Первым в этом ряду стал неугомонный израильский юноша Эмик Фиш, сначала подвизавшийся на поприще совершенствования иудаизма, затем прославившийся на всю общину бурным романом с эффектной дамой заметно старше себя, потом поставлявший в Россию свинохвостых макак и прочий животный экзот и, наконец, утвердившийся в сфере еврейской демографии. В фонд газеты он внес ежемесячное пожертвование в размере трехсот долларов и древний оранжевый «мерседес» с плохо понимавшим по-русски шофером-кавказцем в комплекте.
Недолгий срок его пребывания в должности главного редактора пришелся на романтический период. Возможно, именно занятость Эмика на личном фронте и избавляла нас от его участия в изготовлении газеты. Впрочем, плату за возможность называться главным редактором ведущей общинной газеты Эмик вносил исправно. А большего от него, собственно, и не требовалось.

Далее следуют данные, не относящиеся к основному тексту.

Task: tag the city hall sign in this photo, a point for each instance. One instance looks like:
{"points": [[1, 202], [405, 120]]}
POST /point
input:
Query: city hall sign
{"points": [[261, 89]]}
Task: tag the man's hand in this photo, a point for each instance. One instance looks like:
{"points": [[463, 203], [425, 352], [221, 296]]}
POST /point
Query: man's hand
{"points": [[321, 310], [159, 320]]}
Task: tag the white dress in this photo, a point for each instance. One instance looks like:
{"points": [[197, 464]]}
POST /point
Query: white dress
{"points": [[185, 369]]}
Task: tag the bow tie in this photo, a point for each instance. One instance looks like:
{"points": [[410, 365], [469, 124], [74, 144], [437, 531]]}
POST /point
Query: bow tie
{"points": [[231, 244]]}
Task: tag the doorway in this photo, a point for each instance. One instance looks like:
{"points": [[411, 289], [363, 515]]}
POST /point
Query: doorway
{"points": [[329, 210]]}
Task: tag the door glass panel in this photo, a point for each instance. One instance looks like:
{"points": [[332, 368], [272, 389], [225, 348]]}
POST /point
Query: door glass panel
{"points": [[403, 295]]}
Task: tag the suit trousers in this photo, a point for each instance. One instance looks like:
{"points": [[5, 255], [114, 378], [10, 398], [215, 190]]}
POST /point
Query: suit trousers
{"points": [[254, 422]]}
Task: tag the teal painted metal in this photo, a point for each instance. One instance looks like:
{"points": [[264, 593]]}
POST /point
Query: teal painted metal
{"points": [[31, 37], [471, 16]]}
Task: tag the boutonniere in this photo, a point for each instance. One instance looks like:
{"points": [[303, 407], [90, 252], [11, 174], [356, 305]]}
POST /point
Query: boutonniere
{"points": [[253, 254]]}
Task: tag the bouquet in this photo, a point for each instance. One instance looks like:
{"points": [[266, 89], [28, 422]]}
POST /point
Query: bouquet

Разнообразная деятельность Эмика субсидировалась его старшими братьями, вполне успешно занимавшимися в Израиле строительным бизнесом. Они готовы были до скончания времен материально поддерживать младшего, поставив ему только два условия: не сметь близко подходить к семейному бизнесу и не слишком часто пересекать внутрь границы исторической родины. Видимо, любить Эмика на расстоянии было проще. Его бурная история с эффектной дамой заметно старше его, сопряженная с обоюдными публичными поношениями и бросаниями ключей в лицо, служила подтверждением тому.
Посещая редакцию в отсутствие Эмика, эффектная дама заметно старше его, отзывалась о нашем главном редакторе в самых нежных словах. Но стоило ему появиться, разражался скандал. Эмик, в общем, не предпринимал для этого никаких усилий, все происходило как-то само собой. Впрочем, крушение большинства его начинаний — личных, общественных и коммерческих — неизменно происходило само собой… Так же сам собой он в какой-то момент исчез из редакции…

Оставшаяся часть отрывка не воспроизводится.